Para a procuradora Fernanda Maria Mauri Furlaneto, que atua no Ministério Público do Trabalho no Maranhão (MPT-MA), seria óbvio para qualquer empregador e governo o respeito a vida. Mas como o óbvio nem sempre é observado, esse respeito também é garantido na Consolidação das Leis do Trabalho (CLT).
O texto da CLT garante à empregada, durante a gravidez, sem prejuízo do salário e demais direitos, inclusive o direito de ser transferida de função, quando as condições de saúde o exigirem e é o caso da pandemia, explica a procuradora.
Caso parecido
Essa semana, a procuradora conseguiu uma liminar na Ação Civil Pública (ACP) que garantiu as profissionais de saúde lactantes do município o direito de serem afastadas do trabalho presencial, sobretudo quando envolver o atendimento a casos suspeitos ou confirmados de Covid-19.
Na decisão a juíza substituta da vara do Trabalho de Imperatriz, Márcia Rocha Nardin, determinou que o município de Imperatriz terá que garantir, quando possível, que a realização das atividades das lactantes ocorra em regime de trabalho remoto ou teletrabalho.

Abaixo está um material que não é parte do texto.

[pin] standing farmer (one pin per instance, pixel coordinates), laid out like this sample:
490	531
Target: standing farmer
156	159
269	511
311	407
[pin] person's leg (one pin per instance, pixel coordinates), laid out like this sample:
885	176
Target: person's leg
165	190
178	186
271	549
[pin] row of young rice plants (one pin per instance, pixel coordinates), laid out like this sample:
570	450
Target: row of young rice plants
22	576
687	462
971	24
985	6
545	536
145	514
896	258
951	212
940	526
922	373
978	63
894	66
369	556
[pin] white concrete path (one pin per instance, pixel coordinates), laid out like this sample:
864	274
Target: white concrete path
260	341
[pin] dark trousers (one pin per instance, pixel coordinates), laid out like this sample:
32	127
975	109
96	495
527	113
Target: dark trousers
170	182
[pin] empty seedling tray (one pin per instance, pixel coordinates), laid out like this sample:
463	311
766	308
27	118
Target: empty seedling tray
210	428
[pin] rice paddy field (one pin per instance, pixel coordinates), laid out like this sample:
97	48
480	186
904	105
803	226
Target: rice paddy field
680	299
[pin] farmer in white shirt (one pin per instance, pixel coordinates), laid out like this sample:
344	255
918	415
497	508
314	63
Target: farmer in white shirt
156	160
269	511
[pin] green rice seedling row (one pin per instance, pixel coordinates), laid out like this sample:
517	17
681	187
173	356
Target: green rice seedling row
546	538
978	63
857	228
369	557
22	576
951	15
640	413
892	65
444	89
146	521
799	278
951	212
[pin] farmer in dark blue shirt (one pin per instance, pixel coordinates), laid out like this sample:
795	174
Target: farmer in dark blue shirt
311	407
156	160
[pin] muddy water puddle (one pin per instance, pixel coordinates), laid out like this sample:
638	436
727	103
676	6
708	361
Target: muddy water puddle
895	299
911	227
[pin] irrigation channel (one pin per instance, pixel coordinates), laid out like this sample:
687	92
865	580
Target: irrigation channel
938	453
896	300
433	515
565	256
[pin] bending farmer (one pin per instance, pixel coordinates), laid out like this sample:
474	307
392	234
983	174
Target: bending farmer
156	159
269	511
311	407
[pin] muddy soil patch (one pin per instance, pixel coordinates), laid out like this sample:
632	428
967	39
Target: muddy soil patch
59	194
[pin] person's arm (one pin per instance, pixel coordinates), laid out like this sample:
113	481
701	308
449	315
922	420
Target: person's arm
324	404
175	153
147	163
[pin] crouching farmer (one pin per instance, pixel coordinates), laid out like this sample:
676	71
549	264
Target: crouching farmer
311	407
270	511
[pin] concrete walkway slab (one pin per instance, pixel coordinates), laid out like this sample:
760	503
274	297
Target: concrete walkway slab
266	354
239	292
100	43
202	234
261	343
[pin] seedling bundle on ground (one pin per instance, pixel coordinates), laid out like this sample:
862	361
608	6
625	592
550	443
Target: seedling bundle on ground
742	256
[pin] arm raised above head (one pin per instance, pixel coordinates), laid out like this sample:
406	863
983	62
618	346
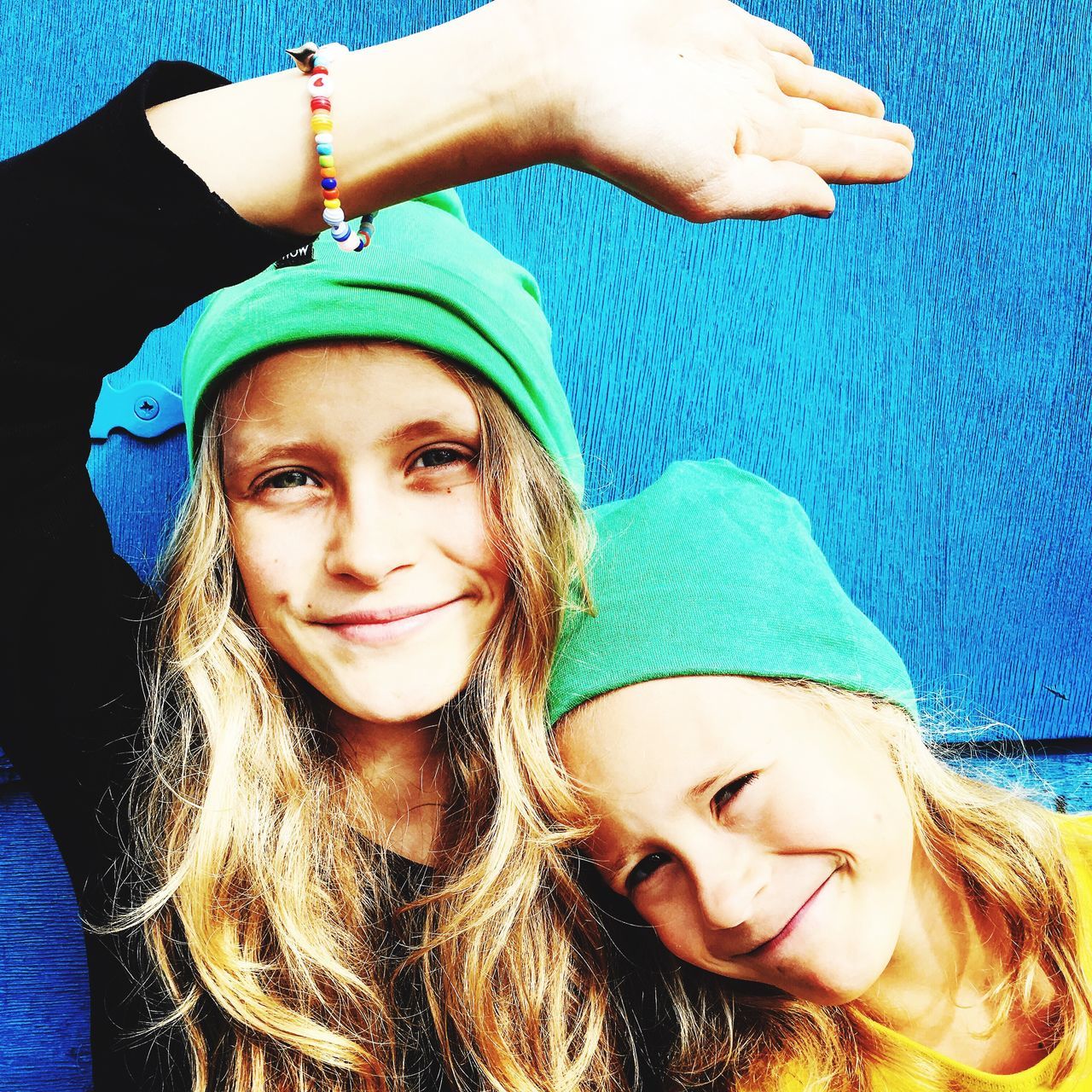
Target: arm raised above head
694	106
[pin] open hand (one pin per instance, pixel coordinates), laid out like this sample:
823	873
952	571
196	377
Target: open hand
706	112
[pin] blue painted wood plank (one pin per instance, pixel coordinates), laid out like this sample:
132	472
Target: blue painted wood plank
44	1009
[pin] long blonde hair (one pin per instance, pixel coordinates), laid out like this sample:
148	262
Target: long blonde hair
271	916
1003	851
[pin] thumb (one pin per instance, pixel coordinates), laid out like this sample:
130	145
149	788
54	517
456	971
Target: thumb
755	188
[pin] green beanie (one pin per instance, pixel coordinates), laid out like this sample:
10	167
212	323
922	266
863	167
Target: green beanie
426	280
712	572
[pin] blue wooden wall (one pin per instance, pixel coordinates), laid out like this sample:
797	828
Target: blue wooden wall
915	369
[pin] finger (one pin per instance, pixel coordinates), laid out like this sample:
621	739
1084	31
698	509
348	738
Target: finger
814	116
781	41
846	157
757	189
831	90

A determinação prevê que priorizem os profissionais que integram grupo especial de risco, sem prejuízo salarial, sanção disciplinar ou término da relação de trabalho, sob pena de configurar ato discriminatório. Em caso de descumprimento, será aplicada multa de R$ 20 mil por item ignorado e por profissional prejudicado.
“Se conseguimos isto para as trabalhadoras da saúde porque não podemos garantir proteção a todas as gestantes?”, questiona a procuradora.
A magistrada decidiu ainda que as ausências ao trabalho ou as alterações na prestação de serviços de trabalhadores dos grupos de riscos, decorrentes da adoção de recomendações para evitar o contágio pela Covid-19, não poderão justificar sanção disciplinar ou término da relação de trabalho, sob pena de configurar ato discriminatório.